The Old Fashioned, a most classic of cocktails that when made well never fails to impress. It’s simplicity is key, but that means the drink is really all about the ingredients, those 3 simple ingredients. But before I dive into the recipe let’s explore the history just a bit.
The history and nuance of an Old Fashioned is deep enough that whole books have been dedicated to the topic. The Old Fashioned by Robert Simonson is a great one to check out. My rundown will be much shorter, but I always think it’s interesting to have a bit of context for the things we make and consume.
The official origin of the Old Fashioned is debatable, but the prevailing story is that the drink first started being served in the early 1800’s, but the name came about in the mid-1800’s as a reaction to more complicated cocktails that were becoming popular at the time, ie. adding Chartreuse, Absinthe, Curacao or other liqueurs. Some traditionalists started asking for a cocktail in the old fashioned style - spirit, sugar, water, and bitters.
Then enter prohibition and the quality of spirits that could be found was significantly rougher given they were being produced illegally. This is where the addition of fruit came into the picture, it helped to soften those rough edges. In the midwest you’ll find that muddled orange and cherry still show up in your old fashioned more often than not and in some spots in Wisconsin you may even find a fruit “flag”. While not a fan of the flag or the addition of Sprite, I do often enjoy the muddled orange and cherry as long as it’s a good quality cherry.
Once it was legal to produce spirits again, the quality of the alcohol got much better and the Old Fashioned went back to being about showcasing a good quality Bourbon or Rye. However, whiskey wasn’t always the go to spirit, it just floated to the top as the most commonly asked for. When the Old Fashioned was first referenced in the early 1800’s it was not a cocktail with a specific spirit, but rather a style of cocktail where you called your base spirit be it Whiskey, Gin, or even Mezcal. So all those “riffs” you see today aren’t really as modern as they may seem. I think this also puts the Old Fashioned in the context that it is most often viewed by bartenders today, a basic formula that can be easily adapted for endless tasty drinks, but that's another blog post.
For now let’s look at the most common expression of the Old Fashioned:
- 2 oz bourbon, whiskey, or rye of your choice
- 1 tsp sugar (most traditionally a sugar cube, but a spoon full of sugar or even simple syrup works great)

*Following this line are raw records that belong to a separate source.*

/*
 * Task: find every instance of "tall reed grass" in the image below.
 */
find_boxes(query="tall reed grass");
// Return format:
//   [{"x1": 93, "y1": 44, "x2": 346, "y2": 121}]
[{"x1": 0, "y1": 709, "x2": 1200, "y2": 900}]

- 3-6 dashes of aromatic bitters (the wide range is to account for both personal taste and inconsistency of dash size from brand to brand.)
When making at home you can build an Old Fashioned in the glass, no need to dirty a mixing glass. If using a sugar cube, soak the cube in bitters, muddle to begin to dissolve, and then add whiskey. Otherwise add all ingredients to your glass and stir to combine. Then add one large ice cube if you have it, or a few smaller cubes to the glass. Stir gently to chill, garnish with an orange twist and enjoy!